No serious side effects have occurred in clinical trials although serious adverse effects have been recognized. For those who are taking nitrates parallel PDE5 inhibitors systemic hypotension may occur and therefore patients should not take nitrates with PDE5 inhibitors. Hearing inpairment is one risk factor for those who are using PDE5 inhibitors and it has been reported for all three available drugs on the market. This problem may be due to high level effect cGMP on cochlear hair cells.[3] It has been reported that PDE5 inhibitors (sildenafil & vardenafil) cause moderate-severe visual disturbances likely due to PDE6 inhibition, but recent large trial and case review found no increase in ocular risk in patient taking sildenafil.[1][3]

These side effects can be attributed to the limited selectivity of PDE5 inhibitors against other PDE isozyme such as PDE1 and PDE6. That is why it is important to improve selectivity of PDE5 inhibitors that potentially would lead to fewer side effects. Vardenafil and Tadalafil have demonstrated reduced adverse effects probably due to improved selectivity for PDE5.[21]

Several reports are about approaches to improve PDE5 inhibitors, where as chemical groups have been switched out to increase potency and selectivity, which should potentially lead to drugs with fewer side effects.[21][22]

Structure–activity relationship (SAR)[edit]

Sildenafil, the first PDE5 inhibitor, was discovered through rational drug design programme. The compound was potent and selective over PDE5 but was lacking preferable pharmacological properties.[23]

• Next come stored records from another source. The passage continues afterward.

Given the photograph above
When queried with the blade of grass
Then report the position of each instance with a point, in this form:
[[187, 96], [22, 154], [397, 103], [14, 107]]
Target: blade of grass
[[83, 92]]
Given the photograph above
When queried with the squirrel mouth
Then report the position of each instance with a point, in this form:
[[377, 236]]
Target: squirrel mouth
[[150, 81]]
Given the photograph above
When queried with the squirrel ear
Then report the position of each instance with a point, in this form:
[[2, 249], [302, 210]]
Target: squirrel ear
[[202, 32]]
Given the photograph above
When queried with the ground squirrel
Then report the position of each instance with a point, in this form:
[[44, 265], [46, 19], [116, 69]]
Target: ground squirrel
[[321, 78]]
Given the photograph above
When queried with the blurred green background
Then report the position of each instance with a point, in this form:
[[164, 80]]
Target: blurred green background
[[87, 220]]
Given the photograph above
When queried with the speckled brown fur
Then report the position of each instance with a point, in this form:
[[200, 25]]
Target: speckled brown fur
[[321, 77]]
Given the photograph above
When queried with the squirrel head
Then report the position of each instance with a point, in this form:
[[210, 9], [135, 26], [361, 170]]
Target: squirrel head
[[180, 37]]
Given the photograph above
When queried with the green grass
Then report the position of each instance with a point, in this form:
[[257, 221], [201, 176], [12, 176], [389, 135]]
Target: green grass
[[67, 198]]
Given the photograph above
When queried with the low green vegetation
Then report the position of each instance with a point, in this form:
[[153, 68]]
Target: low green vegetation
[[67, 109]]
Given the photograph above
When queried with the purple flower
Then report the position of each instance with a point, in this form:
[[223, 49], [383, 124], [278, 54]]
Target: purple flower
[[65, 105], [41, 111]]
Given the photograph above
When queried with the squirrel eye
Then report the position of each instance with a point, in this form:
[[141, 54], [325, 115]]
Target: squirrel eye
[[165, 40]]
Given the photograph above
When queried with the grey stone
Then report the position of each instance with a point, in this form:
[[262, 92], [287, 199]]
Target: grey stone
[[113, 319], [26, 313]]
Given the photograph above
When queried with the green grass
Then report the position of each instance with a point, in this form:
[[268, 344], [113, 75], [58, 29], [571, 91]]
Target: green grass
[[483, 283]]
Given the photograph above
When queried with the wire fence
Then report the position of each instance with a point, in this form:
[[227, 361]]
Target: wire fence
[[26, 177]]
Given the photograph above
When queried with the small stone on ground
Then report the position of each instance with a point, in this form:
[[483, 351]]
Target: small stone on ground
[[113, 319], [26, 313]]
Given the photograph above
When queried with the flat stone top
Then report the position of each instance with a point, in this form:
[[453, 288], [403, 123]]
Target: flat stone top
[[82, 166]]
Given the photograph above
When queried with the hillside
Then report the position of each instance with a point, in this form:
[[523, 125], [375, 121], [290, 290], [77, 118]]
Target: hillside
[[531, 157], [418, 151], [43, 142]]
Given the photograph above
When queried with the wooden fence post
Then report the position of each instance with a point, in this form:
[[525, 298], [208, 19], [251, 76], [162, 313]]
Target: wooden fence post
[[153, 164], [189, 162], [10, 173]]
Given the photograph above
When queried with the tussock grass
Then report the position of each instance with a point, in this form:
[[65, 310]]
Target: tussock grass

Structure-activity relationship (SAR) is demonstrated in figure 5, figure 6 and figure 7. Figure 5 demonstrates the three main groups of sildenafil, R1, R2 and R3. R1 is the pyrazolopyrimidinone ring, R2 the ethoxyphenyl ring and R3 is the methylpiperazine ring. R1 group is responsible for the binding of the drug to its active binding site of PDE5.[11]

Figure 5. PDE5 SAR1

Solubility is one of the pharmacological properties that was increased. A group was substituted for the hydrogen atom as demonstrated in figure 6. The sulfonamide group was chosen to lower lipophilicity and increase solubility as seen in figure 7.[1][22]

Figure 6. PDE5 SAR2

Solubility was further increased by placing a methyl group at R positions as demonstrated in figure 7. Other phosphodiesterase-5 inhibitors were developed from the structure in figure 7.[1][22]

Figure 7. PDE5 SAR3

Other research[edit]

Although PDE5 inhibitors main use has been for erectile dysfunction there has been a great interest in PDE5 inhibitors as a promising new therapeutic agents for treatment of other diseases, such as Alzheimer's disease. Elevation of cGMP levels through inhibition of PDE5 provides a way of improving memory and learning.[1] PDE5 has also been considered as a potential therapeutic agent for parasitic disease such as African sleeping sickness. Strategic changes were made to the structure of sildenafil so the molecule could project into a parasite-specific pocket (the p-pocket). Similar approach has be used to design therapeutic agents Plasmodium falciparum.[2]